Global variation in city type is the starting point for the second article by Michael E. Smith, an anthropological archaeologist.  Writing in the Cambridge Archaeological Journal Smith suggests that archaeology, with its “deep time” perspective on human settlement, can be a major contributor to contemporary discussions of urbanism including debates around such hot button issues as sprawl, squatting, and sustainability. Archaeologists might even offer some generalizations about the relationship between urban form and quality of life that are relevant to public policy if they can be confident about the comparability of ancient and modern urban contexts.  For example, detailed mapping and excavation of the ancient Mexican city of Teotihuacan has revealed that architecturally distinctive “informal housing” was a significant feature of the cityscape.

Teotihuacan City Plan

Such housing fell outside the planning purview of central administrative elites and, thus, may indicate that the “right to the city” was taken-for-granted within this complex polity. Archaeology’s contributions to contemporary debates have heretofore been limited because archaeologists haven’t typically shown such an applied interest, nor developed concepts and models for studying the ancient city that would facilitate comparisons with modern cities.  At the same time Smith understands that it takes two to tango.   In a 2009 editorial in Urban Geography he noted that most urbanists are not aware of how an understanding of the ancient world can benefit the comparative study of city life (Edward Soja’s interest in the ancient Anatolian settlement of Catalhoyuk–arguably the first city in history–is one exception).

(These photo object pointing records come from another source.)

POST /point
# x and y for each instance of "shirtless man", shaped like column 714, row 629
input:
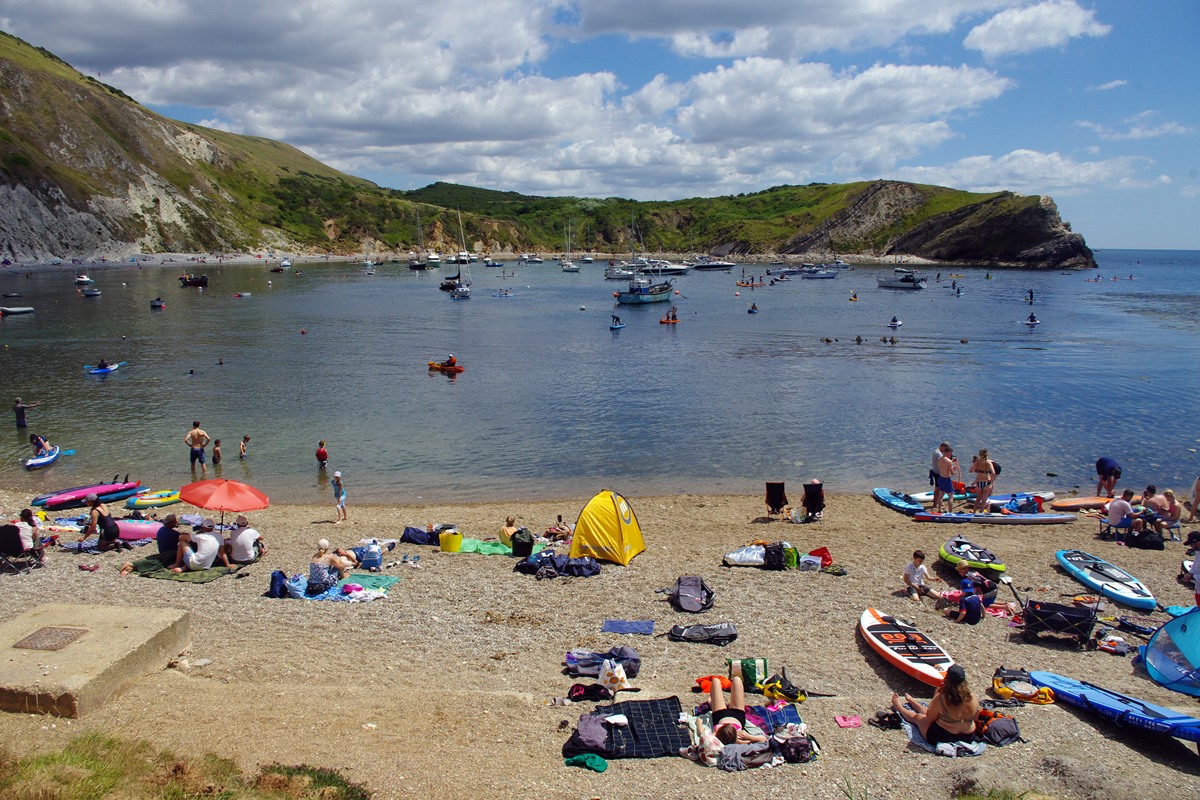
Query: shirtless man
column 197, row 440
column 946, row 468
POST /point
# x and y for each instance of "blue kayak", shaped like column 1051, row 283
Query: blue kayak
column 1107, row 578
column 898, row 501
column 1119, row 708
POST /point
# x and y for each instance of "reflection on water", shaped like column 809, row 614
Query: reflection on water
column 553, row 403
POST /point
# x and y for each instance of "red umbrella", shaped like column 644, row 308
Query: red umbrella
column 222, row 494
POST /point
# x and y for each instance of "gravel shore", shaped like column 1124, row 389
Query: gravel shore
column 442, row 689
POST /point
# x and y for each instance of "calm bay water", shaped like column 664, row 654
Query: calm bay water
column 555, row 404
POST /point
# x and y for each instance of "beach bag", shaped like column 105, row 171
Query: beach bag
column 720, row 633
column 751, row 669
column 522, row 543
column 996, row 728
column 690, row 594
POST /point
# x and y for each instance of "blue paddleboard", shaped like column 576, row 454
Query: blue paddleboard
column 1107, row 578
column 1122, row 709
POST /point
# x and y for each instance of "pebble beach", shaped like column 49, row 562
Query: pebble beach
column 443, row 689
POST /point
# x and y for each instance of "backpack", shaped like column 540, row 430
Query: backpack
column 279, row 584
column 720, row 633
column 996, row 728
column 691, row 594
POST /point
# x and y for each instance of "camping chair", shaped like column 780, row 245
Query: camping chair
column 777, row 499
column 814, row 500
column 13, row 551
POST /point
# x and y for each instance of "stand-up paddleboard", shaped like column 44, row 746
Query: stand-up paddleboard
column 1084, row 504
column 39, row 462
column 994, row 518
column 1107, row 578
column 904, row 647
column 898, row 501
column 153, row 499
column 1119, row 708
column 961, row 548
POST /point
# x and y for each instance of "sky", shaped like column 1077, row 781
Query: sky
column 1092, row 103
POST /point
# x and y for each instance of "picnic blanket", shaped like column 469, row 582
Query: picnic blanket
column 375, row 587
column 159, row 566
column 653, row 731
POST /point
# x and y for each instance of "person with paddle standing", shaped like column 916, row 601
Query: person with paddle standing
column 197, row 440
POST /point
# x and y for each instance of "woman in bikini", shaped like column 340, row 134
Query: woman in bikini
column 949, row 716
column 985, row 476
column 730, row 721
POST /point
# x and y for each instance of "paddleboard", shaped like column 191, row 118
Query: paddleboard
column 1107, row 578
column 153, row 499
column 898, row 501
column 995, row 518
column 961, row 548
column 442, row 367
column 39, row 462
column 904, row 647
column 1122, row 709
column 1084, row 504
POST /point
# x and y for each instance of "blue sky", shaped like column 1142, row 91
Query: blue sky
column 1091, row 103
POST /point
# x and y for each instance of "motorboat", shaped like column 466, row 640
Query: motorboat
column 903, row 278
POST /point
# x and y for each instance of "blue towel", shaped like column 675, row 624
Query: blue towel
column 640, row 626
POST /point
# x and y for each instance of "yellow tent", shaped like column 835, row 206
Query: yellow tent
column 607, row 530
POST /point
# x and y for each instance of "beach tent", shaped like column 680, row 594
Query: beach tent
column 607, row 530
column 1173, row 656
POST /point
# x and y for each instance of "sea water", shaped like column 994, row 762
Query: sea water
column 552, row 403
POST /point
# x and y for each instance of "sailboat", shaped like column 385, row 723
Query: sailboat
column 417, row 260
column 462, row 288
column 565, row 263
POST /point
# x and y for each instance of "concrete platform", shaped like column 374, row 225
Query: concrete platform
column 69, row 660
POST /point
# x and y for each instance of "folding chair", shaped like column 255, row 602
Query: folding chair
column 12, row 551
column 777, row 499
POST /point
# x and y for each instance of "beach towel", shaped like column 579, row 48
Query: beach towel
column 640, row 626
column 159, row 566
column 490, row 548
column 90, row 545
column 653, row 731
column 948, row 749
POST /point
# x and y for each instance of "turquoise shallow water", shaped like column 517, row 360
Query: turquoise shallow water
column 552, row 403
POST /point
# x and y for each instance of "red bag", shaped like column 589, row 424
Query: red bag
column 825, row 554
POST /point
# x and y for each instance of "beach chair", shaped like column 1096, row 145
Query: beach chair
column 13, row 553
column 814, row 500
column 777, row 499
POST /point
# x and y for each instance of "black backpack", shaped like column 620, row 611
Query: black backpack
column 691, row 594
column 719, row 633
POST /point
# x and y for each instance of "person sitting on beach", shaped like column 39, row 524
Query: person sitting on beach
column 949, row 716
column 915, row 576
column 1120, row 513
column 101, row 523
column 1109, row 473
column 327, row 567
column 245, row 545
column 199, row 549
column 730, row 721
column 40, row 444
column 167, row 536
column 505, row 533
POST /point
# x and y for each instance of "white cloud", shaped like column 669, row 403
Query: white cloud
column 1031, row 172
column 1032, row 28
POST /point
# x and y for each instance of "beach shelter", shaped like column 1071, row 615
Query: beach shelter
column 607, row 530
column 1173, row 656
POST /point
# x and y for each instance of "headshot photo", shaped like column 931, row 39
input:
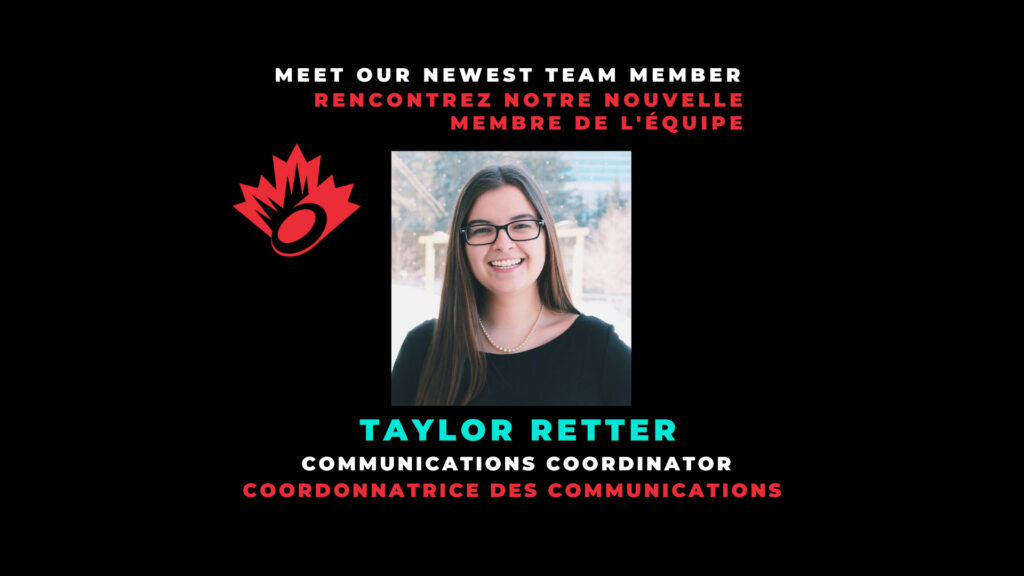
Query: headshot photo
column 511, row 278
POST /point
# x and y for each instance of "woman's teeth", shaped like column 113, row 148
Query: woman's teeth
column 506, row 263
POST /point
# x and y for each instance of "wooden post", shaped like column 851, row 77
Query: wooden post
column 429, row 260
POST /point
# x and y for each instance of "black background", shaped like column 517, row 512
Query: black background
column 286, row 355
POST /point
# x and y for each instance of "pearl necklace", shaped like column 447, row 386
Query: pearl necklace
column 522, row 343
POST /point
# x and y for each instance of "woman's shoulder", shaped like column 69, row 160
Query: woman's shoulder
column 595, row 332
column 593, row 324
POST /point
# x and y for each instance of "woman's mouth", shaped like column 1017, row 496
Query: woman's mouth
column 507, row 263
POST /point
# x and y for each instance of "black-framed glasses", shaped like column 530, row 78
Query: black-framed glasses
column 481, row 235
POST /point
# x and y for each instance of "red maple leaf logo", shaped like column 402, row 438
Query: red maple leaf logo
column 295, row 211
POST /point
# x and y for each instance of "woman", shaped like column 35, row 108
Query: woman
column 507, row 333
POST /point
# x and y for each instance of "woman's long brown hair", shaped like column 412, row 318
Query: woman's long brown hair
column 453, row 356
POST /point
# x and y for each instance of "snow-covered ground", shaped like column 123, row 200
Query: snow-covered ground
column 412, row 305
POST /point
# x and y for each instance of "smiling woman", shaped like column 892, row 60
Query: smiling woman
column 507, row 332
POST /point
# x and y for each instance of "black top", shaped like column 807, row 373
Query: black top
column 587, row 365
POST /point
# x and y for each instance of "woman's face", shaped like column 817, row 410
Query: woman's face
column 507, row 266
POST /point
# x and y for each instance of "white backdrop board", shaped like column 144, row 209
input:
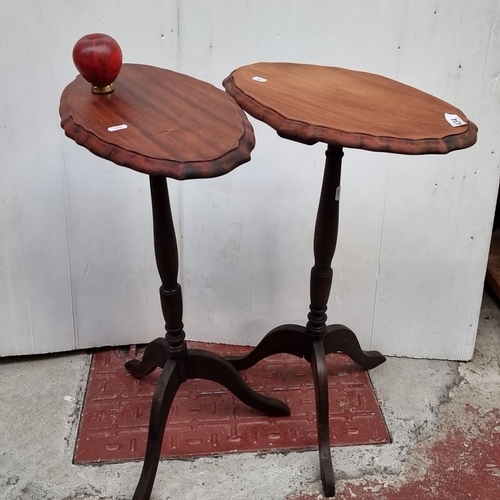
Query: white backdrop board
column 76, row 257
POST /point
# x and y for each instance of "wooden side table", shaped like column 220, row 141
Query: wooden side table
column 342, row 108
column 166, row 124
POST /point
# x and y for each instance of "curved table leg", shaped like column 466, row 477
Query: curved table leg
column 289, row 339
column 164, row 394
column 155, row 356
column 320, row 377
column 339, row 338
column 209, row 366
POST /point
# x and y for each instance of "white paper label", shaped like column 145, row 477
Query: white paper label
column 114, row 128
column 454, row 120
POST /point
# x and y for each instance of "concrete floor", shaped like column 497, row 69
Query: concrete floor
column 444, row 418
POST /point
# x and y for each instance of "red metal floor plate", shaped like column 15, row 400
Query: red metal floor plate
column 206, row 419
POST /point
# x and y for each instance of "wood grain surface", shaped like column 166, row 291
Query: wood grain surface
column 177, row 126
column 310, row 104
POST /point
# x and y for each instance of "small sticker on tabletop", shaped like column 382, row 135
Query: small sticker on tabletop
column 114, row 128
column 454, row 120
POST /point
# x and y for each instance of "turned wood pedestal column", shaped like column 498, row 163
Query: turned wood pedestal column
column 341, row 108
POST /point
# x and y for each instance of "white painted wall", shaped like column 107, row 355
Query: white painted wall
column 76, row 260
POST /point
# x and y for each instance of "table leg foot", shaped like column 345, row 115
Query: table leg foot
column 164, row 394
column 339, row 338
column 155, row 356
column 210, row 366
column 289, row 339
column 320, row 377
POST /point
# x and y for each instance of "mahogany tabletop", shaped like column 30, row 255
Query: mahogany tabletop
column 159, row 122
column 342, row 107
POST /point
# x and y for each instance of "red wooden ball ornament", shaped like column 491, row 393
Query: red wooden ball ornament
column 98, row 58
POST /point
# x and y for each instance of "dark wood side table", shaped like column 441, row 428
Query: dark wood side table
column 166, row 124
column 341, row 108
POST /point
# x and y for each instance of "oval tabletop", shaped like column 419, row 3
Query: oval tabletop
column 159, row 122
column 310, row 104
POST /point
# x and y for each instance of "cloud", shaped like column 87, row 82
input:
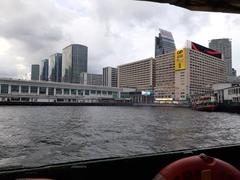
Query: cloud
column 115, row 32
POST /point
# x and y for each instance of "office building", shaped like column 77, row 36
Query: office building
column 74, row 61
column 55, row 67
column 188, row 72
column 110, row 77
column 225, row 46
column 138, row 75
column 46, row 91
column 234, row 72
column 35, row 72
column 165, row 76
column 164, row 43
column 44, row 70
column 91, row 79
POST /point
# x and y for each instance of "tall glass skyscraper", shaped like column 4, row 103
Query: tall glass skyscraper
column 35, row 72
column 225, row 46
column 164, row 43
column 44, row 70
column 55, row 67
column 74, row 61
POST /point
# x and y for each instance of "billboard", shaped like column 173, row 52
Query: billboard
column 180, row 59
column 205, row 50
column 147, row 93
column 166, row 34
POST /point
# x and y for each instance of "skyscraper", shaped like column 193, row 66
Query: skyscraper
column 44, row 70
column 55, row 67
column 164, row 43
column 225, row 46
column 35, row 72
column 74, row 61
column 90, row 79
column 139, row 74
column 188, row 72
column 110, row 77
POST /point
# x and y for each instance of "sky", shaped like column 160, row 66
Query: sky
column 116, row 32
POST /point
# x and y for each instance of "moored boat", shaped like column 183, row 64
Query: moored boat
column 204, row 103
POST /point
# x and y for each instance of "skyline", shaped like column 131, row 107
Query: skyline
column 115, row 32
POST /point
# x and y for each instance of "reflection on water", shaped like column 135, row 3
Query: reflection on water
column 33, row 136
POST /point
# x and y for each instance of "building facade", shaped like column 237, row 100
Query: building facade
column 138, row 75
column 44, row 70
column 165, row 76
column 35, row 72
column 225, row 46
column 74, row 61
column 164, row 43
column 188, row 72
column 40, row 91
column 55, row 67
column 91, row 79
column 110, row 77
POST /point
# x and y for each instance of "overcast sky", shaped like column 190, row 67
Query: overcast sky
column 115, row 32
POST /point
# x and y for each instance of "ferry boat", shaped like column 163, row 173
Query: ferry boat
column 204, row 103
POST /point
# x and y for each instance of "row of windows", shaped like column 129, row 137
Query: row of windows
column 234, row 91
column 43, row 90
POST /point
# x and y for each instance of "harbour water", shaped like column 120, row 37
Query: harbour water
column 33, row 136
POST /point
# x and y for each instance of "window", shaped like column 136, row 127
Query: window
column 14, row 88
column 4, row 88
column 80, row 92
column 51, row 91
column 86, row 92
column 59, row 91
column 104, row 92
column 66, row 91
column 42, row 90
column 24, row 89
column 33, row 89
column 73, row 92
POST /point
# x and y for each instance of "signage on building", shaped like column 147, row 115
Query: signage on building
column 180, row 59
column 166, row 34
column 205, row 50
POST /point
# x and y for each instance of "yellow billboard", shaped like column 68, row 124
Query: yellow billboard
column 180, row 59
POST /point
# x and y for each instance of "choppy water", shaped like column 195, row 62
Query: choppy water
column 33, row 136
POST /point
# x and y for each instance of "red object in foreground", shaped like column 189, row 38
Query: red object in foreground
column 199, row 167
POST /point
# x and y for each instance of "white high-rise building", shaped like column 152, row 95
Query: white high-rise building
column 225, row 46
column 110, row 76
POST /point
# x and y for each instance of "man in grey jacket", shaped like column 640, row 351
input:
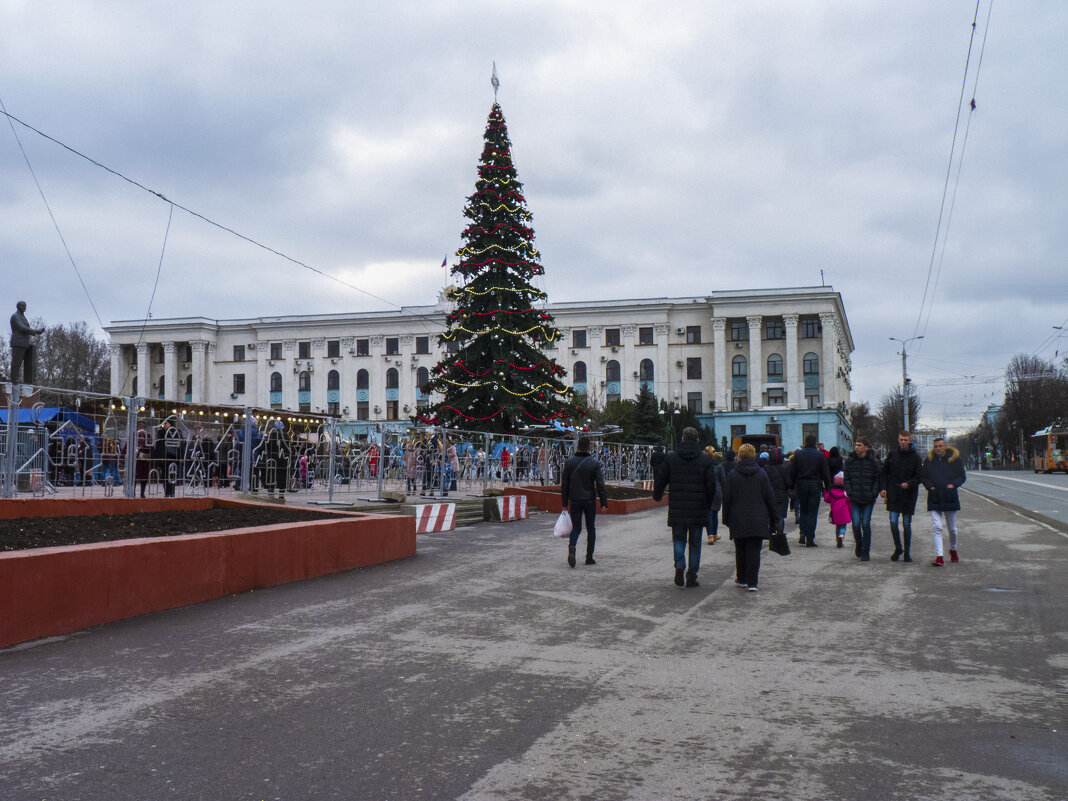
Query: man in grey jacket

Although Smith and Lederbogen operate in very different academic domains they are united in calling for research to break down the artificial boundaries that divide disciplines.  Such research stands to enrich both disciplinary practice and public policy, and inevitably changes disciplinary practice itself.   This is what makes interdisciplinary work different from the various forms of multi- and cross- disciplinarity that far too often substitute for the former in most academic contexts.